A Desert Meditation on the Future of Solar
Can we have our clean energy installations and our desert too?
IN SPRING 1844, John C. Frémont dropped from the Tehachapi Mountains into what is now known as the Antelope Valley in Southern California. As he neared the location where my father-in-law Jim’s house now sits, he recounted, “We descended to a kind of plain among the lower spurs; the desert being in full view on our left, apparently illimitable. . . . ‘There,’ said our guide, stretching out his hand towards it, ‘There are the great llanos. No hay agua; no hay zacaté—nada.’”
No water; no grass—nothing.
Frémont’s guide was mistaken. The western Mojave Desert had been home to the Kitanemuk, Serrano, and Tataviam peoples since time immemorial. During Frémont’s time, herds of pronghorn and mule deer galloped through tall bunchgrass and brilliant fields of poppies. Joshua trees poked up from the plain by the thousands. Frémont considered their “stiff and ungraceful” form “repulsive” to desert travelers.
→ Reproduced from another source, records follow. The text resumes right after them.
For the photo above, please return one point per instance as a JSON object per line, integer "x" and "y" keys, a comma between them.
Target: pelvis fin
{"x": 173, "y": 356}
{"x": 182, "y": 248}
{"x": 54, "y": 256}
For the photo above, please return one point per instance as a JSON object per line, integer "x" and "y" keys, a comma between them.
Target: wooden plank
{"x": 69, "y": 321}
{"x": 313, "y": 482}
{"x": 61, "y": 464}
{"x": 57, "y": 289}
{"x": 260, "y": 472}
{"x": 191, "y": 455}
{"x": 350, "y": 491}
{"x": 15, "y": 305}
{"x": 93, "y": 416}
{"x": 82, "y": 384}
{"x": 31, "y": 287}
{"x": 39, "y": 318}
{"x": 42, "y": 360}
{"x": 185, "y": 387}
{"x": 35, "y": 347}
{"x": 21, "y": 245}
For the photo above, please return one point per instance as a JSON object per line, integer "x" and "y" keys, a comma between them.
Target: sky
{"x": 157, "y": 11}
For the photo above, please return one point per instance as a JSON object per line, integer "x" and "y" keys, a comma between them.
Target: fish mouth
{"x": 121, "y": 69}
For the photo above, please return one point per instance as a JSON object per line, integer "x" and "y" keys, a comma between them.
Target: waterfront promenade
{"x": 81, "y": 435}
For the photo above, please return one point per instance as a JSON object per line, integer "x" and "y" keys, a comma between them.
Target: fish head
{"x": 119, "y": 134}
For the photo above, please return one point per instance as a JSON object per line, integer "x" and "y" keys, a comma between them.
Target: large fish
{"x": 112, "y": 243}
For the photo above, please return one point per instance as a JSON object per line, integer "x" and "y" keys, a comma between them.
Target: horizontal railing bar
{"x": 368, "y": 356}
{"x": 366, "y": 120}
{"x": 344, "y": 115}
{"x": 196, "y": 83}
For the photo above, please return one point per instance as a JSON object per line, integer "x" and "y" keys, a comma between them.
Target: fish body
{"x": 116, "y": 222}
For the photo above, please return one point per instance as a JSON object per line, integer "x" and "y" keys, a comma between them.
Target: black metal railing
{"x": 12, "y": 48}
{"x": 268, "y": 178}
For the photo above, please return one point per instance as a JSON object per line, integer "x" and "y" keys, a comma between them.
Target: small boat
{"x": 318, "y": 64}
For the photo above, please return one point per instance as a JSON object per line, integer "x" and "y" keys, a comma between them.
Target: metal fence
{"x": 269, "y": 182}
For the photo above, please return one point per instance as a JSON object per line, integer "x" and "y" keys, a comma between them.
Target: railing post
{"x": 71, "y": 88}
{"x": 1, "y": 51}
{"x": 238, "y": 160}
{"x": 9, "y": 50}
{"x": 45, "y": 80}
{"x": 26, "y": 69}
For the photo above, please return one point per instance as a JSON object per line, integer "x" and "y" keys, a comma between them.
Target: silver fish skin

Strangers often find the desert to be inscrutable, and misunderstanding gives way to fear and disdain. That, I suppose, is why so many have been so quick to sacrifice these expanses.
Jim’s place, Dead Dog Ranch, has a million-dollar view of Frémont’s so-called nothingness. Like many of the dwellings out here, Jim’s is off the grid. Solar panels and a few golf-cart batteries power the spread, not because Jim worries about the warming climate but because he likes his freedom and wants to be prepared if that seething mass of 13 million people on the other side of the mountains ever starts to digest itself. Dead Dog Ranch will be a fine place for toasting the sunset of civilization.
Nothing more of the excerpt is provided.